Theoretically I'm all for opportunities for people to take part in community, expand their horizons beyond their particular view, and get involved in their community. That's the opportunity Sunday Assembly is trying to provide. This is already being done in various ways by clubs, nonprofits, and community organizations already in existence, but if Sunday Assembly can attract people to what it offers, that's all to the good.
What bothers me, though, is the generalizing attitude toward religion among people quoted in the linked article. Those interviewed suggest that Sunday Assembly has isolated something about religion and offered it up to be practiced by secular people: church, you know, but without the hard religion parts.
Except they haven't jettisoned religion entirely.
The article claims "there's little God talk at Sunday Assembly." A member says they aren't out to critique or debunk religion. Pippa Evans, one of the group's two founders, says simply, "It's all the best bits of church, but with no religion and awesome pop songs." I'll admit, this is a refreshing change of pace from so-called New Atheist proselytizers like Christopher Hitchens and Richard Dawkins – especially Dawkins, with his half-baked philosophies and reductive fundamentalism.
That being said, while Ms. Evans may argue to the contrary, there is a theology at work behind the scenes at Sunday Assembly. The word "theology" simply means "God talk" (Theos: "God" + Logos: "Word" or "Talk"). Though the rejection of the divine may go unspoken at Sunday Assembly's meetings, this unspoken theological position is the grounding principle which speaks the group into existence. I found a short paragraph near the end of the story interesting. A New York chapter of Sunday Assembly has suffered a split over how much to emphasize their rejection of God. How much God talk is too much for a people who've rejected talk about God? Better hire a theologian to figure that one out. Maybe hire two.
But I'm not a religionist.
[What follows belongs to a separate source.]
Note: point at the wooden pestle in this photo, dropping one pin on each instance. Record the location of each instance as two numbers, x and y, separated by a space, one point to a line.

I'm a Christian. And as a Christian, all of the throwing around of the word "church" opens Sunday Assembly to critique.
Specifically troublesome is part of the quote from comedian Pippa Evans, above: "it's all the best bits of church." From what I can tell, "all the best bits" seem to be the parts that feel good. The word "feel," or a form of it, appears seven times in the roughly 920 word article. Often accompanying all of this feeling are references to belief (also appearing seven times).
Another comedian, Louis CK, has something to say about beliefs. Namely, that we hold "believies" that make us feel good just for having them and then there's the way we actually live.
I suppose it's an indictment of the Church in the West that the generalities Sunday Assembly isolates from the experience of church is "believing things," "doing good," and "feeling good." But, religion cannot be practiced generally, it must be practiced specifically. It must not simply be believed, it must primarily be lived. The best of Christian practice does not call people of faith in Christ to strive toward a poorly defined ideal of cultural “goodness" or to consume the good feelings that may come from being in community. No, a Christian is called to become a servant, to become not more but less, so that the mystery of grace may increase in one's life and work.
I can see why Sunday Assembly hasn't repackaged this bit of church. It doesn't necessarily feel good. It downplays the ever-present "Self," so precious to us, in favor of servitude to the neighbor and to God.
That this call to become less embraces death makes the glossing over of the particularities of church even more predictable in a culture that worships at the altar of eternal vitality. Indeed, to lay down one's life is what leads to a becoming in the self that is greater than servanthood. But only after becoming empty shall one be filled.
Believe what you want though, you know. I don't want to push my beliefs on you. It's not like it matters or whatever.